Probabilistic model of species co-occurrence

The probabilistic model of species co-occurrence is a straightforward way of testing the statistical significance of species co-occurrence patterns.  This paper (Veech_2006_J_Biogeography) was an intial step in developing the probabilistic model, although it still relied on data randomization (i.e., null models) to test for non-random co-occurrence between species. The model was more fully developed and presented in these papers (Veech_2013_GEB and Veech_2014_J_Biogeography) as an entirely analytical solution that does not require data randomization and statistical distributions. The model relies solely on basic probability theory that involves combinatorics. For a given observed frequency of co-occurrence of two species among a set of sampling or survey sites, the model provides the probability that two species would co-occur at a greater (or lesser) number of  sites if they were distributed independently of one another.  In this way, the model can be used to identify species pairs that are positively, negatively, and randomly associated. The model is essentially equivalent to Fisher’s exact test, developed in the early 1920s by the famous statistician Sir Ronald Fisher.  Although the FET has been around awhile, it had previously rarely been used to test for non-random species associations. Daniel Griffith, Charlie Marsh, and I developed an R package, co-occur, for running the model (test) and displaying graphical results (see Griffith_et_al_2016). The package continues to be very widely used, including in applications beyond just ecological studies.

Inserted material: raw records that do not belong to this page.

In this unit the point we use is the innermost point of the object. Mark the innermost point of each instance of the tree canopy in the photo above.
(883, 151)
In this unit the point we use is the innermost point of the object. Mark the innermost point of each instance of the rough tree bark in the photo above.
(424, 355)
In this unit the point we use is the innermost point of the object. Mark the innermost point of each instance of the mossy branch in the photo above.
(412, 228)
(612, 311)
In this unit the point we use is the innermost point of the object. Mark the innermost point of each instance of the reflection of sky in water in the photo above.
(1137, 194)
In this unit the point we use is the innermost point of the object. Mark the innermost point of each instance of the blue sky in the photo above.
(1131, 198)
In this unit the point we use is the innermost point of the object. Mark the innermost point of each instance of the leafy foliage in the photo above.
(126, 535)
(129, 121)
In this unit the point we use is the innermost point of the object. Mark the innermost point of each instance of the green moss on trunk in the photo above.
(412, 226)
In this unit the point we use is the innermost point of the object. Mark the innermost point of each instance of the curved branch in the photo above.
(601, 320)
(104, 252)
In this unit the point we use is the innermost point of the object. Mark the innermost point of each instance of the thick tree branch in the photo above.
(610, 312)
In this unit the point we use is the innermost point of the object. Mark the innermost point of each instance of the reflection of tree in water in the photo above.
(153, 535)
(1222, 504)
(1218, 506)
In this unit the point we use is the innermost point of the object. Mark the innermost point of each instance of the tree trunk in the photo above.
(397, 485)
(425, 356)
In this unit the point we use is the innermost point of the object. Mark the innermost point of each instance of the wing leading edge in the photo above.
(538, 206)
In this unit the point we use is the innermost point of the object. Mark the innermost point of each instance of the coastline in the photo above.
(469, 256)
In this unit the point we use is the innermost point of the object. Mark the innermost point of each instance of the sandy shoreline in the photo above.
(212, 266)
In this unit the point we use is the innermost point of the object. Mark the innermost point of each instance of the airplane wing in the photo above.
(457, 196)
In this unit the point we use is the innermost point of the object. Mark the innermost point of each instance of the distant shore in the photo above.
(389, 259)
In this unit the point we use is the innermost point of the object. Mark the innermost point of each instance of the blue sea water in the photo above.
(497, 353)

In another collaboration, Giovanni Strona (now at the University of Helsinki) and I modified the model such that it can be used to examine whether two species share a greater or lesser number of “partner” species than would be expected by random or chance interaction. In this way, the model forms the basis of a new metric for measuring structure in ecological networks. Giovanni came up with this idea several years ago and recruited me to help out. We have published several papers describing the metric (Strona_and_Veech_MEE_2015, Strona_and_Veech_2017).

In a separate collaboration, Dan McGarvey (Virginia Commonwealth University) used the probabilistic model to build and analyze fish co-occurrence networks. The extent to which a pair of species co-occurs at a given number of sampling or survey sites can be used to link the species in a network (McGarvey and Veech 2018).